Ислам привлекателен для некоторых мужчин и тем, что он позволяет им, на совершенно законном основании, иметь до четырех жен (при условии, что муж сможет содержать их и своих детей). Столь соблазнительная перспектива имеет и ряд теневых сторон. К примеру, чтобы содержать большую семью, мужчина должен неустанно трудиться, дабы заработать на пропитание всего семейства. Следует учесть, что жена по восточным правилам должна сидеть дома, занимаясь домашним хозяйством (к слову сказать, воспитание детей является на Востоке также преимущественно обязанностью мужчин). А это во все времена задача не из легких. И муж тут уж вынужден трудиться, как вол, чтобы свести хотя бы концы с концами.
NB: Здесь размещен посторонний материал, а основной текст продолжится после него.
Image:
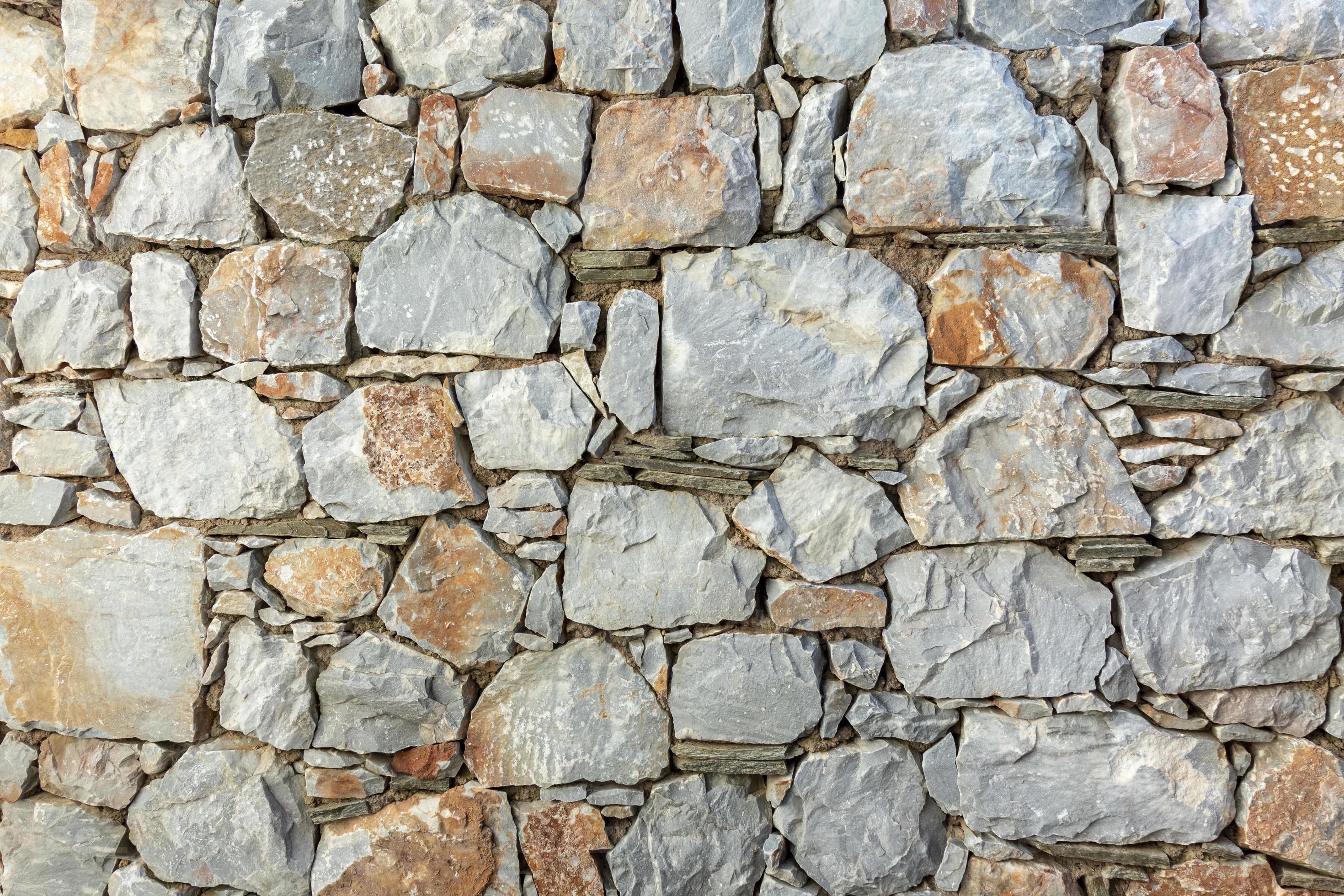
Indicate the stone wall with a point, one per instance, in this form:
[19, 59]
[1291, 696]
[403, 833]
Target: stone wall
[593, 448]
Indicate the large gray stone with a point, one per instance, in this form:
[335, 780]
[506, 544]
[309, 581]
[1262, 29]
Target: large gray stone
[578, 712]
[1023, 460]
[819, 520]
[859, 820]
[1056, 779]
[185, 187]
[229, 813]
[943, 138]
[656, 558]
[277, 55]
[202, 450]
[788, 338]
[1279, 479]
[995, 620]
[461, 274]
[1227, 613]
[748, 688]
[695, 835]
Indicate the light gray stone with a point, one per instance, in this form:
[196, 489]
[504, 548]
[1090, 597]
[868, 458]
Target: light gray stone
[279, 55]
[859, 820]
[819, 520]
[526, 418]
[697, 835]
[1020, 779]
[733, 367]
[185, 187]
[748, 688]
[460, 274]
[230, 812]
[436, 45]
[1277, 479]
[202, 450]
[943, 138]
[1227, 613]
[632, 351]
[613, 46]
[995, 620]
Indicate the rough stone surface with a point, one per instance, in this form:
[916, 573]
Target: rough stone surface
[907, 167]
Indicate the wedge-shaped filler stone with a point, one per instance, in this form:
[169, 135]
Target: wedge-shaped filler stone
[1023, 460]
[819, 520]
[464, 276]
[202, 450]
[115, 645]
[639, 557]
[389, 452]
[995, 620]
[943, 138]
[1227, 613]
[789, 338]
[1054, 779]
[578, 712]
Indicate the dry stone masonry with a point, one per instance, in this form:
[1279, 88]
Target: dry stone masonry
[671, 448]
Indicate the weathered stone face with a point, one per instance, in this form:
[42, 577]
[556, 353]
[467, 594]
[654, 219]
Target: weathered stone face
[672, 172]
[68, 669]
[1292, 167]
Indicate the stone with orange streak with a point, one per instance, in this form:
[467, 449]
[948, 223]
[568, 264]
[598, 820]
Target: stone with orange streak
[672, 172]
[1013, 308]
[1285, 142]
[459, 596]
[1291, 805]
[558, 840]
[1166, 119]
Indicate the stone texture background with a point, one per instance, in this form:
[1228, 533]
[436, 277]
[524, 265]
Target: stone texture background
[704, 449]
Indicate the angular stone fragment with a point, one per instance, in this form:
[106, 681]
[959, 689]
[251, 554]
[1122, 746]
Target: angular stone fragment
[672, 172]
[1023, 460]
[381, 696]
[1020, 778]
[458, 596]
[578, 712]
[726, 324]
[747, 688]
[615, 46]
[1008, 308]
[1277, 479]
[136, 68]
[997, 165]
[229, 813]
[1291, 804]
[859, 821]
[248, 467]
[186, 187]
[1227, 613]
[460, 276]
[73, 315]
[531, 144]
[654, 558]
[327, 178]
[279, 55]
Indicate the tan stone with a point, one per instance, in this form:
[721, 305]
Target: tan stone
[558, 840]
[1166, 117]
[459, 596]
[1291, 805]
[1287, 135]
[330, 578]
[281, 303]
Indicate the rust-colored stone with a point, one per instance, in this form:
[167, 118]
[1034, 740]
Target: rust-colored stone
[1288, 132]
[557, 841]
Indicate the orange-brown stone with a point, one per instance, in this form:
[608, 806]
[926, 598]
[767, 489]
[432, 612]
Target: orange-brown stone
[1287, 133]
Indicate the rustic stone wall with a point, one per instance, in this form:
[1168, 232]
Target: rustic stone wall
[709, 449]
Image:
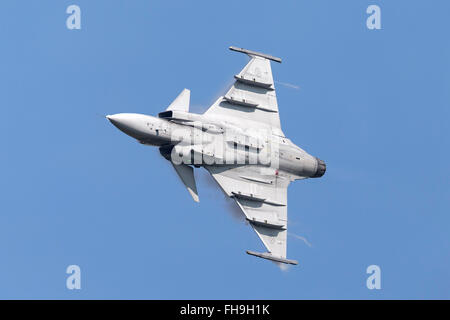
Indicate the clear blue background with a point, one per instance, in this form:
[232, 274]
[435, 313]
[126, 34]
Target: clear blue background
[74, 190]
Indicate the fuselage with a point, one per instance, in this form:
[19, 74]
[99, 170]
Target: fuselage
[199, 140]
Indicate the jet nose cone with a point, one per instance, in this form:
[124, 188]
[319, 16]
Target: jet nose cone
[132, 124]
[321, 168]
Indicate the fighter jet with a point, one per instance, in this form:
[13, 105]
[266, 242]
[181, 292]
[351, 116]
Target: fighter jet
[240, 142]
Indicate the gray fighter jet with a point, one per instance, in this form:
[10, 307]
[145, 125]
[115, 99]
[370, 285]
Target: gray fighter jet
[240, 142]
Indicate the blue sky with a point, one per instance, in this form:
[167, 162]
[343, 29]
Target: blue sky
[374, 104]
Мужу следует помнить и о том, что жены, ко всему прочему, требуют ласки и внимания. Много жен – это и много головной боли. По правилам, если женатый мужчина женится на девственнице, он обязан провести с ней семь ночей подряд. Если же женится на женщине, уже побывавшей замужем, закон к нему более милосерден, так как ей принадлежит право испытывать мужа на прочность в течение только трех ночей подряд. Вдобавок каждая из жен имеет полное право требовать для себя не только отдельную комнату, но и отдельную квартиру или даже дом. Конечно, мужчина может, если уже нет сил тащить непосильную ношу, развестись с любой женой, трижды воскликнув: «Ты мне не жена!» Так же должна поступить жена, желающая оставить мужа. Но и тут налицо явное неравенство полов: она сама не имеет права сказать спасительных слов, но должна вынудить произнести их мужа. Через четыре месяца при свидетелях совершается развод (если мужчина и женщина за сей период ни разу не переспали). Мужу возвращают свадебный подарок, но муж, если он был инициатором развода, должен будет обеспечить достойное существование бывшей жене до ее смерти или до нового ее замужества. Конечно, брак в исламе это в первую очередь «праведный акт преданности и ответственности, услада для души и сердца, обязательство человека перед Аллахом». Но однако же, как очень верно замечено в известной песенке из кинофильма режиссера Гайдая «Кавказская пленница», совсем неплохо иметь три жены, но это только с одной стороны.
Миниатюра из рукописи
В сложной истории иранского народа, несмотря на присущие правителям огрехи, чувствуется это преклонение перед мудростью. Историки мысли, говоря о духовном родстве персов и русских, заметили: «Истоки почитания Мудрости как царствующей персоны, освященной свыше и причастной к самым сокровенным тайнам бытия, уходят дальше, на Восток. Верховное божество иранской мифологии Ахура-Мазда («Господствующая мудрость»), изображаемое в крылатом солнечном диске (напоминающем круги «славы» в древнерусской иконописи), имел 7 ангелообразных женственных божеств, среди которых выделяется Аша Вахишта – истина, покровительница огня. Возможно, отсюда проистекает традиция изображения Софии с огненным ликом и огненными крыльями в Новгородской иконографии. Становится ясным и то, почему Персидское государство в некоторых древнерусских источниках именуется «Софийским». Изображение женственной Премудрости занимает важное место в творчестве Николая Рериха, хорошо знавшего образы Востока». Персия ждет своего возлюбленного, друга и верного защитника… Сказано же неким поэтом: «В душе персидской все созвучно блаженной мудрости Руси – ее прекрасные стихи, каноны, фрески и грехи».